Müşterilerin ilk 3 veya 4 yıl boyunca asgari prim ödemeleri gerekmektedir. Ardından, ihtiyaçlarına bağlı olarak 10., 15., 20. yıl veya daha uzun süre boyunca prim ödemeyi esnek bir şekilde durdurma veya devam ettirme hakkına sahiptirler. Hesap değeri sigorta masraflarını karşılamaya yeterliyse, sigorta sözleşmesi yürürlükte kalacaktır. Müşteriler ayrıca, sözleşme süresi dolmadan sözleşmeyi feshetme ve sözleşme feshi sırasında hesap değerini (varsa) alma esnekliğine sahiptir, ancak hesap değerini almak için 99 yaşına kadar ödeme yapmaları gerekmez.
Örneğin, Bayan Nguyen Thi A (30 yaşında) - 99 yaşına kadar geçerli bir sigorta süresiyle Manulife'ın birim bağlantılı sigorta paketine katılıyor, yani sözleşmesi 69 yıl sürüyor. İlk 3-4 yıl zorunlu primleri ödedikten sonra, Bayan A, mali kapasitesine ve ihtiyaçlarına bağlı olarak 10., 15. veya 20. sözleşme yılına kadar prim ödemeye devam edebilir ve 69 yıl boyunca sigorta primi ödemek zorunda kalmaz. Ayrıca, 70 yaşına geldiğinde sözleşmeyi sonlandırıp, 99 yaşına kadar beklemek zorunda kalmadan sözleşme hesap değerini o tarihte alabilir.
"Yıllardır harç ödüyoruz, pek çekmiyoruz!"
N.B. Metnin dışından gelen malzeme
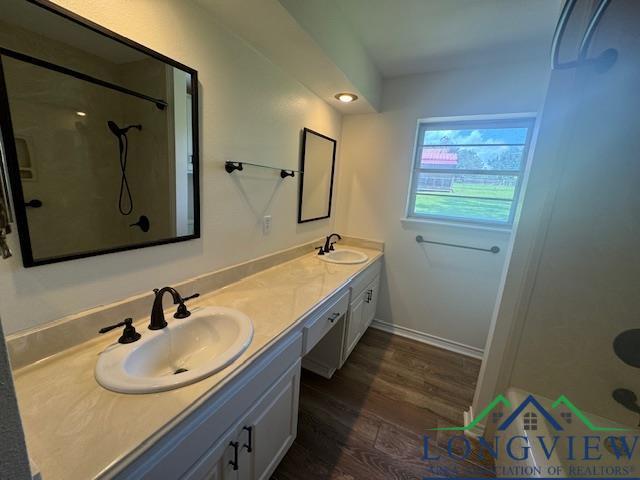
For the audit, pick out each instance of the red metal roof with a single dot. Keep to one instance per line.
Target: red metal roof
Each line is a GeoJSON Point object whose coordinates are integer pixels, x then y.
{"type": "Point", "coordinates": [438, 156]}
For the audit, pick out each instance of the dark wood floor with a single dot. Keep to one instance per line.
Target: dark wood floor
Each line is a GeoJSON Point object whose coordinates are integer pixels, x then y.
{"type": "Point", "coordinates": [368, 421]}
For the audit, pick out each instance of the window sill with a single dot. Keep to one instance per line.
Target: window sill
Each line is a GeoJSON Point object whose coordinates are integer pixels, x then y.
{"type": "Point", "coordinates": [423, 223]}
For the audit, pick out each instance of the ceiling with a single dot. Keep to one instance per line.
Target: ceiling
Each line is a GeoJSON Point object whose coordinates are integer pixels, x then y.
{"type": "Point", "coordinates": [405, 37]}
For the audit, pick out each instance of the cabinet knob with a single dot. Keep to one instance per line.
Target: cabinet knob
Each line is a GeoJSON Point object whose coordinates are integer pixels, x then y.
{"type": "Point", "coordinates": [234, 462]}
{"type": "Point", "coordinates": [249, 446]}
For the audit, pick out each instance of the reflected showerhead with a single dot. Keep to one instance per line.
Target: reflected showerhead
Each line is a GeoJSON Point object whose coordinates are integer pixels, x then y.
{"type": "Point", "coordinates": [117, 131]}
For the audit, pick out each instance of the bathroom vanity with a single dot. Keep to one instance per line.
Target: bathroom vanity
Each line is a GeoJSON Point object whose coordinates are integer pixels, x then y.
{"type": "Point", "coordinates": [235, 424]}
Hayat sigortasının doğası, bankada para biriktirmenin veya diğer yatırım yöntemlerinin aksine, sizi öngörülemeyen risklere karşı korumaktır. Hayat sigortasına dahil olduğunuzda, ister 1 aylık prim ödemiş olun ister uzun süredir ödemiş olun, bir risk (kaza, ölüm, kalıcı sakatlık vb.) meydana gelirse, sigorta şirketi size ödediğiniz primin kat kat üzerinde tazminat ödeyecektir.
Ayrıca, hayat sigortası uzun vadeli bir üründür, bu nedenle değer biriktirmek için uzun süreli katılım sağlamayı hedeflemeniz gerekir. Sadece ilk birkaç yıl katılıp para çekerseniz, geri ödeme tutarı yüksek olmayacaktır, çünkü sigorta priminizin büyük bir kısmı başlangıç ücreti, risk ücreti, sözleşme yönetim ücreti, fon yönetim ücreti, acente komisyonu gibi maliyetlere ayrılmıştır.
Bu nedenle, uzun vadeli bir sigorta sözleşmesine sahip olmalısınız. Sözleşme sona erdiğinde, birikim değeriniz önemli ölçüde artacaktır. Ayrıca, sözleşme bakım primi, yatırım bağlantılı sigorta ürünlerine katılım durumunda yatırım kârı gibi diğer avantajlardan da yararlanabilirsiniz.
Hayat sigortası uzun vadeli bir finansal plandır. Gelecekte ne olacağını tahmin edemezsiniz, ancak riskler ortaya çıktığında finansal yükü en aza indirmek için proaktif bir şekilde hazırlık yapabilirsiniz. Doğru anlamak, doğru katılım sağlamak ve doğru şekilde sürdürmek, sigortanın değerini en üst düzeye çıkarmanın ve hayattaki beklenmedik değişiklikler karşısında kendinizi daha güvende hissetmenizi sağlamanın yoludur.